Software contains faults. The question is how to cost-effectively reduce the number of faults. One approach that gained traction and then fell out of favor was N-version programming. The basic idea is simple: have developer teams implement a specification independent from one another. Then we can execute the programs concurrently and compare their results. If we have, say, three separate programs, we vote their results, and if one result disagrees with the others, we presume that program contained a software bug.
N-version programming rests on the assumption that software bugs in independently-implemented programs are random, statistically-uncorrelated events. Otherwise, multiple versions are not effective at detecting errors if the different versions are likely to suffer the same errors.
John Knight and Nancy Leveson famously debunked this assumption on which N-version programming rested in the “Knight-Leveson experiment” they published in 1986. In 1990, Knight and Leveson published a brief summary of the original experiment, as well as responses to subsequent criticisms made about it, in their paper, A Reply to the Criticisms of the Knight & Leveson Experiment.
The problem with N-version programming is subtle: it’s not that it provides zero improvement in reliability but that it provides significantly less improvement than is needed to make it cost-effective compared to other kinds of fault-tolerance (like architecture-level fault-tolerance). The problem is that even small probabilities of correlated faults lead to significant reductions in potential reliability improvements.
Lui Sha has a more recent (2001) IEEE Software article discussing N-version programming, taking into account that the software development cycle is finite: is it better to spend all your time and money on one reliable implementation or on three implementations that’ll be voted at runtime? His answer is almost always the former (even if we assume uncorrelated faults!).
But rather than N-versions of the same program, what about different programs compared at runtime? That’s the basic idea of runtime monitoring. In runtime monitoring, one program is the implementation and another is the specification; the implementation is checked against the specification at runtime. This is easier than checking before runtime (in which case you’d have to mathematically prove every possible execution satisfies the specification). As Sha points out in his article, the specification can be slow and simple. He gives the example of using the very simple Bubblesort as the runtime specification of the more complex Quicksort: if the Quicksort does its job correctly (in O(n log n), assuming a good pivot element), then checking its output (i.e., a hopefully properly sorted list) with Bubblesort will only take linear time (despite Bubble sort taking O(n2) in general).

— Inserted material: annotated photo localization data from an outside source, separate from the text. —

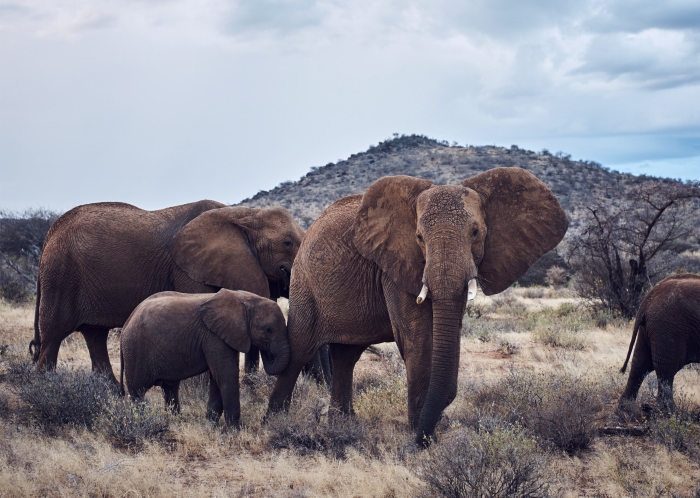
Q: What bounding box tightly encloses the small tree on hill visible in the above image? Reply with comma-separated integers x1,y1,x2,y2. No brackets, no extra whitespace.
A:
568,180,700,318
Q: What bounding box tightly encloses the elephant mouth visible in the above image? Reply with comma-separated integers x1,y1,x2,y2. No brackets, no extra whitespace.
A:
261,350,275,364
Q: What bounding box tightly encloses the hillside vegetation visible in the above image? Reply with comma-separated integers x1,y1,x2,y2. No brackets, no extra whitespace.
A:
239,135,657,230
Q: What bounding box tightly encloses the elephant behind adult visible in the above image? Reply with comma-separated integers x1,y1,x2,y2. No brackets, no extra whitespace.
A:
32,200,304,382
267,168,568,444
619,274,700,409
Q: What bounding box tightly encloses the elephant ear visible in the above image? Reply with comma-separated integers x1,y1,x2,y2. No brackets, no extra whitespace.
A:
462,167,568,295
352,175,433,295
171,207,270,297
200,289,251,353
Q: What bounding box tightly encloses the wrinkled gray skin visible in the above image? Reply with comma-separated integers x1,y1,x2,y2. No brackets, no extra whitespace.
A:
620,274,700,411
32,200,303,384
120,289,290,428
268,168,568,445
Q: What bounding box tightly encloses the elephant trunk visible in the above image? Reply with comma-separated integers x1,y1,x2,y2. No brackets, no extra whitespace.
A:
261,341,291,376
416,298,464,445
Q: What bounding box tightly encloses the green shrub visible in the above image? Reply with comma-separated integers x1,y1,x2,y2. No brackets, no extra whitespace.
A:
416,426,549,498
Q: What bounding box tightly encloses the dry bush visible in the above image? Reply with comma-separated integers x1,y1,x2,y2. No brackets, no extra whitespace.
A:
532,324,586,350
178,371,211,406
521,287,545,299
415,425,549,498
353,345,405,395
455,370,617,454
6,361,114,430
0,270,30,303
354,376,408,422
461,315,520,341
267,410,366,460
650,413,700,455
95,398,171,450
4,359,171,448
544,265,568,288
266,378,365,459
490,290,527,315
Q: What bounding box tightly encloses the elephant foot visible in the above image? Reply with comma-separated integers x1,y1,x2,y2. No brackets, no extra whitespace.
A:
415,432,437,449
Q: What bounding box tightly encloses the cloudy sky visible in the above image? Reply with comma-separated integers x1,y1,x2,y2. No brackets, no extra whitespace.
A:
1,0,699,212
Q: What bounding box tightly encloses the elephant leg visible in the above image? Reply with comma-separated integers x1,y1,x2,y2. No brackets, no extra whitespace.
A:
36,338,64,371
656,375,676,412
162,381,181,414
208,356,241,429
219,379,241,430
301,347,329,385
267,358,310,414
267,292,323,414
319,344,333,386
620,333,653,403
655,367,678,413
80,326,117,384
244,347,260,374
206,374,224,423
329,343,368,416
382,276,433,430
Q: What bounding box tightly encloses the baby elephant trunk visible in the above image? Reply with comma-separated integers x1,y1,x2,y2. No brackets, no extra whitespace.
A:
261,341,291,376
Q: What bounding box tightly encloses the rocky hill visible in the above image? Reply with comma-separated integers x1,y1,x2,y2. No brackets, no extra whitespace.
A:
238,134,654,230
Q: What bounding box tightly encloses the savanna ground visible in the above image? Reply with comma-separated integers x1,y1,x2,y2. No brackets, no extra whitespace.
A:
1,288,699,497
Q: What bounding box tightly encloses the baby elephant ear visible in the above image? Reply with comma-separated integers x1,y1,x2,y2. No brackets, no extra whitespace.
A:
352,175,433,295
200,289,252,353
171,207,270,297
462,167,568,295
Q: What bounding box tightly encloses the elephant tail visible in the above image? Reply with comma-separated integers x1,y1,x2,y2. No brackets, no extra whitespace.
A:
620,315,643,374
119,342,125,397
29,274,41,362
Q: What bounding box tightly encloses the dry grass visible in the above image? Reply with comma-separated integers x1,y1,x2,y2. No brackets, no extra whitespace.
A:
2,290,700,497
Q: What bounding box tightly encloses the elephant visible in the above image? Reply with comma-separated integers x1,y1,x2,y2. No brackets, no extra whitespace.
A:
619,274,700,410
267,168,568,445
120,289,290,428
31,200,304,383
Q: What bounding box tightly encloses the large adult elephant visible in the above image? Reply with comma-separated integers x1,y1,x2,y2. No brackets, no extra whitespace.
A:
32,200,304,383
619,274,700,409
267,168,568,444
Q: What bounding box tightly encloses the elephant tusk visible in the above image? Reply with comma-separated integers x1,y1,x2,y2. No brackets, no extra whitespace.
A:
467,278,477,301
416,284,429,304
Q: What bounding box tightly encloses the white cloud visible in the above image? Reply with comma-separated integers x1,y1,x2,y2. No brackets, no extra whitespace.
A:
0,0,698,211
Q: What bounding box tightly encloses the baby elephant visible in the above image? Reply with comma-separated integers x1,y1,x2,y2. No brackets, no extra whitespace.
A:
120,289,290,428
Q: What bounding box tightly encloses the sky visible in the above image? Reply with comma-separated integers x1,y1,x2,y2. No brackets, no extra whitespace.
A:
1,0,699,213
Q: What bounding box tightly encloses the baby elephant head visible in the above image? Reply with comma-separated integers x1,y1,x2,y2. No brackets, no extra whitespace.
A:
200,289,291,375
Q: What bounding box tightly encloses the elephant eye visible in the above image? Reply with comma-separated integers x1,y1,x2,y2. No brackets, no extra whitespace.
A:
265,327,273,334
283,239,293,248
472,228,479,237
416,234,423,242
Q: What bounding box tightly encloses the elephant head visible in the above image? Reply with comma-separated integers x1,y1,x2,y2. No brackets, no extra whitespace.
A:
172,206,304,298
200,289,291,375
352,167,568,442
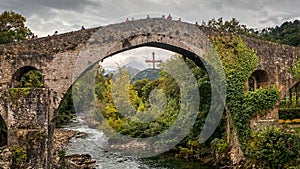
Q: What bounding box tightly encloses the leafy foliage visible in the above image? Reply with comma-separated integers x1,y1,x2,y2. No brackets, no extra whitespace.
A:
87,55,216,158
202,17,259,37
11,146,27,168
241,87,280,142
212,35,280,150
8,88,32,101
289,57,300,80
246,127,300,169
56,88,76,127
203,18,300,47
20,70,44,88
260,20,300,46
0,10,32,44
279,108,300,120
243,86,280,116
211,34,300,168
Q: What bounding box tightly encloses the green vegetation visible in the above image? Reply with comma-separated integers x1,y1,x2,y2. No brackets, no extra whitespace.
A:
295,127,300,134
7,69,44,100
90,55,211,142
11,146,27,167
20,70,44,88
203,18,300,47
202,17,259,37
0,10,32,44
8,88,32,100
68,54,218,159
245,127,300,169
213,35,263,147
56,89,76,127
57,149,69,169
210,35,300,168
260,20,300,46
279,108,300,121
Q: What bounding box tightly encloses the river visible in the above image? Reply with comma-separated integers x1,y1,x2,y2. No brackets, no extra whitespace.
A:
65,124,214,169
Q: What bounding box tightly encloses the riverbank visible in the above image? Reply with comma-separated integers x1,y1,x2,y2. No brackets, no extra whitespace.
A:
53,128,97,169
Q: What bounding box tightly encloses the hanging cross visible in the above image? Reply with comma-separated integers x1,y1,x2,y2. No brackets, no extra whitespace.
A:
146,52,162,72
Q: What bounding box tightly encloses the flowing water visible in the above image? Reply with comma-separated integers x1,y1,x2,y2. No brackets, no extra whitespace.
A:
65,123,213,169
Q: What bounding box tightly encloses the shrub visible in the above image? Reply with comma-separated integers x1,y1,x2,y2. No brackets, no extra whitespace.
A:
11,146,27,166
279,108,300,120
246,127,300,169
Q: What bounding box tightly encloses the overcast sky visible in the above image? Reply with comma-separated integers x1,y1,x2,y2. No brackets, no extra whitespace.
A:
100,47,174,70
1,0,300,37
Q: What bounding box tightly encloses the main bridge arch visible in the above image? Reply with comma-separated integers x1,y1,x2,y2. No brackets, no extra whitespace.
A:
71,19,217,86
56,18,224,120
36,19,220,108
43,19,225,109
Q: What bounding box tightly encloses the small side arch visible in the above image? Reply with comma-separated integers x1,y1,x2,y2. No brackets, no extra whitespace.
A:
11,66,44,88
249,70,270,90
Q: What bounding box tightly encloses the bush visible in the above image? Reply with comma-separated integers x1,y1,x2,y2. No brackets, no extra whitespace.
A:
246,127,300,169
11,146,27,167
8,88,31,100
279,108,300,120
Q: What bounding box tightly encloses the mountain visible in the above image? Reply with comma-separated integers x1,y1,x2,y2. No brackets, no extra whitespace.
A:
131,68,161,82
124,66,140,76
104,66,140,76
124,60,147,70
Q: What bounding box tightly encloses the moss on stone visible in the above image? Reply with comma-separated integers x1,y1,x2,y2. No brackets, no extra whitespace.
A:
8,88,32,101
11,146,27,166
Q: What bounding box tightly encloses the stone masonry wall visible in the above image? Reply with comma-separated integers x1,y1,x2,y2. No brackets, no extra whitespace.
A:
7,88,55,168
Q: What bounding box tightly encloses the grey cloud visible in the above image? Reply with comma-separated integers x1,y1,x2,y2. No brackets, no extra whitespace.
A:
0,0,101,16
0,0,299,36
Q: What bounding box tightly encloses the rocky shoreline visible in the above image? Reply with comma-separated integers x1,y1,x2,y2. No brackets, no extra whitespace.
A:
53,128,97,169
0,129,96,169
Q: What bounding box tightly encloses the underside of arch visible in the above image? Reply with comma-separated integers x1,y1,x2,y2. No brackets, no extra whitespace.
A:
250,69,270,90
11,66,40,88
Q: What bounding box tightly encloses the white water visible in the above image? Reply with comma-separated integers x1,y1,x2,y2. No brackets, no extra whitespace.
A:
65,123,148,169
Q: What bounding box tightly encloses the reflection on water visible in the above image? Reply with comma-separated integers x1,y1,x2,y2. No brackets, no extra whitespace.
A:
66,124,213,169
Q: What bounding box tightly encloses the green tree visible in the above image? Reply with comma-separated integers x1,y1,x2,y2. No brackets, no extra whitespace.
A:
203,17,258,36
20,70,44,87
260,20,300,46
0,10,32,44
246,127,300,169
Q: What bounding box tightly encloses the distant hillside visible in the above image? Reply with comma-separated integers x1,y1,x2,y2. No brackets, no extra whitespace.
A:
124,60,147,70
124,66,140,76
104,66,140,76
131,68,161,82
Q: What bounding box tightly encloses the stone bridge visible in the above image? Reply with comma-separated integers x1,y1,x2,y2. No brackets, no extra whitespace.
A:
0,18,300,168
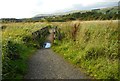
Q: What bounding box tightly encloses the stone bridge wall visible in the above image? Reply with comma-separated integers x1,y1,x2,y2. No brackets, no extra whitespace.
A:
31,26,63,48
31,26,50,48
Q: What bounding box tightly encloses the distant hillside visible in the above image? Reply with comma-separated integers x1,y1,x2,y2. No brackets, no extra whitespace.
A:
1,6,118,23
34,14,54,18
93,6,118,14
39,6,118,22
34,10,91,18
34,6,118,18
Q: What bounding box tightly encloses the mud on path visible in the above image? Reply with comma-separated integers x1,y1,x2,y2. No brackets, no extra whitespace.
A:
24,49,91,79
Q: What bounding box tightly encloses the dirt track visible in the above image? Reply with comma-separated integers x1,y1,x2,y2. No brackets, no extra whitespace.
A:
24,49,90,79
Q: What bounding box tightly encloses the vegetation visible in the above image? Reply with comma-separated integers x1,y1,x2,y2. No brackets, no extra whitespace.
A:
52,20,119,79
1,20,119,80
1,22,51,79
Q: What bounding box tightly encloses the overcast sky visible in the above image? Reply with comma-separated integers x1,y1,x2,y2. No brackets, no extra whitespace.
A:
0,0,119,18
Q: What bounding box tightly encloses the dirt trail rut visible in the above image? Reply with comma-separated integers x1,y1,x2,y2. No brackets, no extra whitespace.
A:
24,49,90,79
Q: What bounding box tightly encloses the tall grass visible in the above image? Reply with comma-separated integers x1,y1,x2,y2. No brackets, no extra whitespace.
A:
1,20,119,79
52,20,118,79
1,22,48,79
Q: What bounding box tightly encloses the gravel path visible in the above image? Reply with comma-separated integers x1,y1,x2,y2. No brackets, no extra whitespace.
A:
24,49,90,79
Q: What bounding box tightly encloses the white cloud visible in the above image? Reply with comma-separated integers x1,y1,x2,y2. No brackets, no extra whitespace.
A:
0,0,39,18
35,0,102,12
0,0,119,18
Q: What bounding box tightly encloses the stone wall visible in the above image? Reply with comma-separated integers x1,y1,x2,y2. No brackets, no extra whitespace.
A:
31,26,50,48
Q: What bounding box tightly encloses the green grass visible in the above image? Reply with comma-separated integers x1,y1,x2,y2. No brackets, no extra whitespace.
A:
1,22,49,79
1,20,119,80
52,20,119,79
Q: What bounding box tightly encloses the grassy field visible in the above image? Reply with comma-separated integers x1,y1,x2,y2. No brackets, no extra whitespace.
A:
1,22,50,79
1,20,119,79
52,20,119,79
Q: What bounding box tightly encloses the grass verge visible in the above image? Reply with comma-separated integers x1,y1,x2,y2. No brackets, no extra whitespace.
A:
52,20,118,79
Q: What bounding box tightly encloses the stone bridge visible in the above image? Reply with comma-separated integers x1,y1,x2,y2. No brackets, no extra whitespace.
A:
31,26,62,48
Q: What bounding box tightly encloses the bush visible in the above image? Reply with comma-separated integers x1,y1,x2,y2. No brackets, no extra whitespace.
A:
52,20,118,79
2,22,47,79
5,41,21,60
84,46,105,60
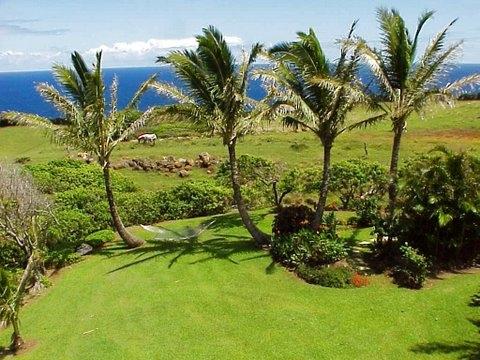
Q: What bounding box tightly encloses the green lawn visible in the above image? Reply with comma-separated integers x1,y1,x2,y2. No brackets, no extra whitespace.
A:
1,211,479,359
1,101,479,192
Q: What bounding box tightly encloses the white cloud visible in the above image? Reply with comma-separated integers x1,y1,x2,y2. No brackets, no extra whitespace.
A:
86,36,243,55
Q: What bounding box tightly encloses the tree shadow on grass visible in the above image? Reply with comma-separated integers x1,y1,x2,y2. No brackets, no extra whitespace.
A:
202,211,272,234
106,234,264,274
410,318,480,359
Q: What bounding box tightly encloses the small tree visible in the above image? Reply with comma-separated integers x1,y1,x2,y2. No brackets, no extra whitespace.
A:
151,27,269,245
260,23,384,229
2,51,156,248
349,8,480,218
0,164,51,351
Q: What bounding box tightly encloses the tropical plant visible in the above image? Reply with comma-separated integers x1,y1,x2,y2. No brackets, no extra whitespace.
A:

The simple idea of simple monitors fascinates me. Of course, Bubblesort is not a full specification, though. Although Sha doesn’t suggest it, we’d probably like our monitor to compare the lengths of the input and output lists to ensure that the Quicksort implementation didn’t remove elements. And there’s still the possibility that the Quicksort implementation modifies elements, which is also unchecked by a Bubblesort monitor.
But instead of just checking the output, we could sort the same input with both Quickcheck and Bubblesort and compare the results. This is a “stronger” check insofar as different sorts would have to have exactly the same faults (e.g., not sorting, removing elements, changing elements) for an error not to be caught. The principal drawback is the latency of the slower Bubblesort check as compared to Quicksort. But sometimes, it may be ok to signal an error (shortly) after a result is provided.
Just like for N-version programming, we would like the faults in our monitor to be statistically uncorrelated with those in the monitored software. I am left wondering about the following questions:
- Is there research comparing the kinds of programming errors made in radically different paradigms, such as a Haskell and C? Are there any faults we can claim are statistically uncorrelated?
- Runtime monitoring itself is predicated on the belief that the implementations of different programs will fail in statistically independent ways, just like N-version programming is. While more plausible, does this assumption hold?